2007 ended very well for George Osborne: Steve Richards of The Independent, not just one of the best reads in 'Fleet Street' but also one of the commentariat's nicest people, decided that Osborne was his Politician of the Year. At the other end of the political spectrum he won the same accolade from The Spectator. The Spectator's Fraser Nelson (now a father - Congratulations Fraser) judged that his inheritance tax announcement was "the single most effective policy ever announced by the Conservatives in Opposition"! The Tory grassroots, who had become increasingly sceptical of George Osborne's qualities, decided he was as effective as the other top members of the shadow cabinet, David Davis and William Hague.
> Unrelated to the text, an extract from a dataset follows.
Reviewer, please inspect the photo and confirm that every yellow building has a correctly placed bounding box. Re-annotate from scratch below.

The Conservatives lead on the economy again: If 'it's still the economy, stupid' the Conservatives can take enormous heart from the finding that voters now trust the Tories most again when it comes to economic matters. A 22% deficit at the last election has, according to YouGov for The Telegraph, become a slender 3% advantage for the Conservatives. This, however, owes more to declining confidence in Labour's abilities than a transformation in belief in the Tories. There has been a larger increase in the number of people who are unable to choose between the two main parties as to who is most likely to run the economy well. Those people are George Osborne's opportunity and challenge in the next twelve months.
So, what are the big decisions awaiting George Osborne?
Will the commitment to match Labour's massive spending be rolled over? If the inheritance tax announcement was George Osborne's best announcement of 2007 most Tory members think that his September decision to match Labour's spending for the period up until 2010/11 was his worst. With mounting evidence that Labour is spending very wastefully, and concerns growing at the socialisation of large parts of Britain, there must be room for more modest growth in public spending. When George Osborne comes to review his spending decisions it must be hoped that if he chooses to match Labour's spending again that it will be for a much shorter period. The danger is that the commitment to 2010/11 will become 2011/12 and then 2012/13.
Will George Osborne be able to deliver tax cuts? Lower taxation became fashionable again in 2007 but George Osborne hasn't given himself much scope to respond to the mood that the TaxPayers' Alliance is championing so successfully. He has largely rejected supply-side arguments for lower taxation, saying that all tax cuts must be fully funded. His plans to fund lower family taxation through higher green taxation may, The Independent has predicted, be undermined by Alistair Darling's plans to raise green taxes in his 2008 Budget. If the economy slows there will be little room for tax cuts from those famous proceeds of growth if the Tories continue to match Labour's spending splurge. George Osborne got away with his dubious plan to fund the IHT cut with a raid on non-doms - largely because most economists see a £1bn or £2bn tax cut as a rounding error - but other similar devices must be more able to withstand scrutiny.
Will George Osborne remain so political? If there is a big political story in the news then George Osborne is at least as likely to appear on our television screens as Caroline Spelman. There has to be doubts as to whether that's a sensible strategy. It is clear that Mr Osborne will not be appointed as the powerful Chairman that ConservativeHome had hoped he would become. He is going to remain Shadow Chancellor. Fair enough. But it is now important that many more voters want to trust him with the nation's finances. He needs to look in charge of his brief. Solid. Reassuring. With policies to reverse Britain's declining competitiveness. He is pursuing promising ideas on tax simplification, IT's transformative effect on government and financial regulation. We need to hear much more about those and less of what George Osborne thinks about Labour's day-to-day political woes.
2008 is the year in which George Osborne must become the nation's Chancellor-in-waiting.